Why Smaller EV Batteries Could Be the Next Big Thing

Peter Rawlinson, CEO of Lucid Group, with the company’s Air sedan, an EV that can travel more than 500 miles on a single charge.
Peter Rawlinson, CEO of Lucid Group, with the company’s Air sedan, an EV that can travel more than 500 miles on a single charge.

Summary

Lucid Group CEO Peter Rawlinson sees an alternative to bigger batteries and longer range

Electric vehicles are expensive. And there’s that “range anxiety"—the worry of would-be buyers that they couldn’t travel far enough or find a working charger.

Sales growth has slowed this year for electric vehicles, which currently have batteries capable of carrying passengers only about 200 to 400 miles on average.

What if one answer to getting more people to buy EVs was actually less range?

Thus far carmakers have sought to address range anxiety by creating bigger batteries with longer range. Yet they take a long time to recharge, and are heavy and expensive to make.

Lucid Group Chief Executive Peter Rawlinson sells a vehicle that can go more than 500 miles on a single charge: the Air sedan which starts at around $75,000 and has the longest range of any EV available in the U.S., according to the Environmental Protection Agency.

But the company is also working on designing more efficient motors that can squeeze additional miles out of each kilowatt-hour of juice. That would enable electric vehicles to use smaller batteries, helping to make the vehicles more affordable.

Compact, faster-charging batteries and better charging infrastructure would then enable a future where Rawlinson believes EVs may need only around 150 miles of range.

He spoke with The Wall Street Journal about the importance of efficient, low-range EVs.

Today in the U.S. electric cars are right around 9% of the market. What needs to change about the cars for us to get to 30% in the next few years?

We need to address the fundamental cost of attainment of EVs, because right now they’re more expensive than their gasoline counterparts. And in order to do that, we need to address what is the biggest-ticket item of your cost of making an EV, which is the cost of the battery pack.

The battery pack can cost easily in excess of $20,000, and that’s for the automaker, not the price to the customer.

You’ve often said that not all EVs are created equal. What do you mean by that?

I believe there is a public perception that all gasoline cars are not very good for the environment and EVs are pretty good.

There are electron-guzzling EVs as well. I don’t think all EVs are equally good just because they have zero emissions. I exactly point to efficiency: how far that EV can travel for a given amount of energy, which is efficiency per kilowatt-hour.

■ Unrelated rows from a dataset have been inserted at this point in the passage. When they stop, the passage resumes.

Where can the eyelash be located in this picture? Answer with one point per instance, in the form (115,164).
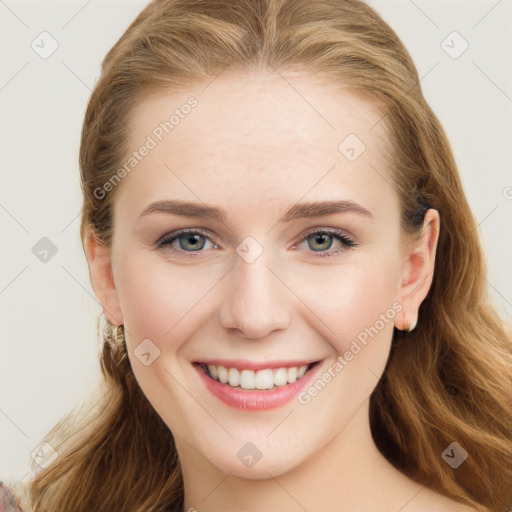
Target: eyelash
(169,238)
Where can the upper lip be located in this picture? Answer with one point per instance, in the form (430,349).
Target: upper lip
(254,365)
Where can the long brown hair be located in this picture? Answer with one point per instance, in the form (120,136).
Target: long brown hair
(446,381)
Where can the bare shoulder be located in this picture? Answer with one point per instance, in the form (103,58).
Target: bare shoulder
(428,500)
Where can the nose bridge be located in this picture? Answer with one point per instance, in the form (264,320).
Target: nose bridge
(254,303)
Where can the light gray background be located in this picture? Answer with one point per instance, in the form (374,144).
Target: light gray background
(48,356)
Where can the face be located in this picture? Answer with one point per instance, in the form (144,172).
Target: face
(272,257)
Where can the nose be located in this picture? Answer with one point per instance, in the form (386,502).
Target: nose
(256,300)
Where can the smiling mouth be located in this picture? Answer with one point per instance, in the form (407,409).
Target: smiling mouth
(264,379)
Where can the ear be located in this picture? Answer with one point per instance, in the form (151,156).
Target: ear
(102,279)
(418,271)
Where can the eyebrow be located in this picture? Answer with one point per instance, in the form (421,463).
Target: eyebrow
(297,211)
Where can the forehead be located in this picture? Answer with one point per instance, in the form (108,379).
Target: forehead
(264,134)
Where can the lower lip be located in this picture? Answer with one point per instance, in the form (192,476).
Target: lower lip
(256,400)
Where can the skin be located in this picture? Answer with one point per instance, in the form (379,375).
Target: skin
(255,146)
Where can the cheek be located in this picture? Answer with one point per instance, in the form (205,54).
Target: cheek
(355,301)
(159,299)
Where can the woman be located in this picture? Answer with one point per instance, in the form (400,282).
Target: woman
(332,350)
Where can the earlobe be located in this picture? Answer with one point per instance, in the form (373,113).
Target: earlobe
(102,279)
(418,272)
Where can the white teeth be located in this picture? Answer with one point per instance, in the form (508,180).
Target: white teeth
(247,379)
(222,374)
(234,377)
(261,379)
(280,377)
(264,379)
(213,370)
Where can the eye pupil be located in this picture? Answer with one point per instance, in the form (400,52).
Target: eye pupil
(324,240)
(194,240)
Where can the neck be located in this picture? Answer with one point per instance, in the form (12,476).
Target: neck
(346,473)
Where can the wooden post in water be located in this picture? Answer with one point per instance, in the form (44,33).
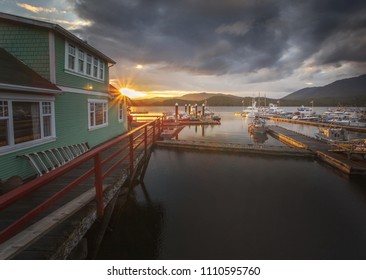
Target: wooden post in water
(98,185)
(131,155)
(154,123)
(176,111)
(145,141)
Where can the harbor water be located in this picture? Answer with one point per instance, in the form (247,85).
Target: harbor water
(206,205)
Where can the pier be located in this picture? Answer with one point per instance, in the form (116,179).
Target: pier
(320,124)
(52,215)
(192,145)
(325,152)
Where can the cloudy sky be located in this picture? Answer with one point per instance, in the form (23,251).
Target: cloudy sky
(241,47)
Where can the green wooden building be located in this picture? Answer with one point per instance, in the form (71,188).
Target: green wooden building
(54,92)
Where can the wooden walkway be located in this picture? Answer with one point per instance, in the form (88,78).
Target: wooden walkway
(234,148)
(56,232)
(351,166)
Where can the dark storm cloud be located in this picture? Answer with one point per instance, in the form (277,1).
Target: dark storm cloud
(231,36)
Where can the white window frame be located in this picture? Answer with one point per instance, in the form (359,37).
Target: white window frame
(97,65)
(92,113)
(81,61)
(71,54)
(121,111)
(11,147)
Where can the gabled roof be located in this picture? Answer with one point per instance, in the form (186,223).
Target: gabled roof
(15,75)
(57,28)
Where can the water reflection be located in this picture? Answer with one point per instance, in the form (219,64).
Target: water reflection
(135,228)
(225,206)
(259,138)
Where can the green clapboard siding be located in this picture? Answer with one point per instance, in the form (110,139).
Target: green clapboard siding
(71,114)
(66,79)
(28,44)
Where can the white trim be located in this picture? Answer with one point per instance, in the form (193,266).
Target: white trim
(121,117)
(29,89)
(30,144)
(83,91)
(102,101)
(52,54)
(11,146)
(68,71)
(26,97)
(100,63)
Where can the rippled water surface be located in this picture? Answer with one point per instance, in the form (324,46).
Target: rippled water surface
(225,206)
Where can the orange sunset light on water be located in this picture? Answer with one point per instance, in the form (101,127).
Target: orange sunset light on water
(131,93)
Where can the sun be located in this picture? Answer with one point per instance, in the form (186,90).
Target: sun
(131,93)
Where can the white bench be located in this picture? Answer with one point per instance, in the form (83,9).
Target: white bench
(48,160)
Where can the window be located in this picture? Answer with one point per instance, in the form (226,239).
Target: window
(98,113)
(79,62)
(25,122)
(89,60)
(71,57)
(120,111)
(4,120)
(47,118)
(101,70)
(95,68)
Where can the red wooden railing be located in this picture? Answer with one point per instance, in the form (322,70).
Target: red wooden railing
(135,138)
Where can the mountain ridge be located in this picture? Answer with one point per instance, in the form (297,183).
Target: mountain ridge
(350,92)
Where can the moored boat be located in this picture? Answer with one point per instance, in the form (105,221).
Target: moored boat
(333,135)
(257,126)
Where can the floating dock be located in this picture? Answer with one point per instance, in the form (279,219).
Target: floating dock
(341,161)
(234,148)
(321,124)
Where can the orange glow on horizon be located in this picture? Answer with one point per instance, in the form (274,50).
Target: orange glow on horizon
(131,93)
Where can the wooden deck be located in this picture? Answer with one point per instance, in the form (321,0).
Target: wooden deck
(56,232)
(351,166)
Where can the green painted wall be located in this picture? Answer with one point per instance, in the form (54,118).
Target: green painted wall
(71,114)
(66,79)
(28,44)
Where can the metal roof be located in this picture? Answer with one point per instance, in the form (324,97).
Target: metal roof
(57,28)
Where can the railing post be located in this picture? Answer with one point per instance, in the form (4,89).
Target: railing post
(145,141)
(99,185)
(131,156)
(159,126)
(154,132)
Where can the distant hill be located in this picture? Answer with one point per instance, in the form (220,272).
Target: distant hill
(350,91)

One of the biggest reasons that people cite in surveys for not purchasing an electric car is range anxiety. What would the future look like if everyone is focused on the efficiency of their EVs?

In a world with really mature, robust, reliable infrastructure there is less need to carry the range on the car in batteries.

I see a future five, six years from now where EVs don’t need more than 150 miles range. You leave home with a full 150 because you’ve got overnight charging. You go to the office—you can plug in there.

That leads to the car of the future. If it [vehicles] can do 6 miles per kilowatt-hour, do the math, 150 divided by 6. It would only require a 25 kilowatt-hour battery pack. Wouldn’t that be wonderful? Because that’s a quarter of the size of some of the battery packs today.

If you look at our packs in the Lucid Air today, they are about 660 kilos. If we can get to a quarter of that, that is a profound reduction in weight. We’re talking about a little thing that could be about 150 kilograms, 350 pounds, that would fit underneath the front seats.

That in itself would mean the vehicle’s more efficient. That will lead to a truly affordable electric car.

What needs to happen to realize your vision of smaller battery sizes?

I see this as an engineering technology competition. We need that to go further with less battery. I think that’s the role of commerce and business.

But I also think that for infrastructure, we need a little help from government and policy.

I believe there should be a significant push from policy makers, and I would love if this were to happen: Taxpayers’ money directed towards those people who can’t afford their own house with a garage.

How many people live in condos, in apartment blocks with parking outside? I think that overnight charging for those folks is critical.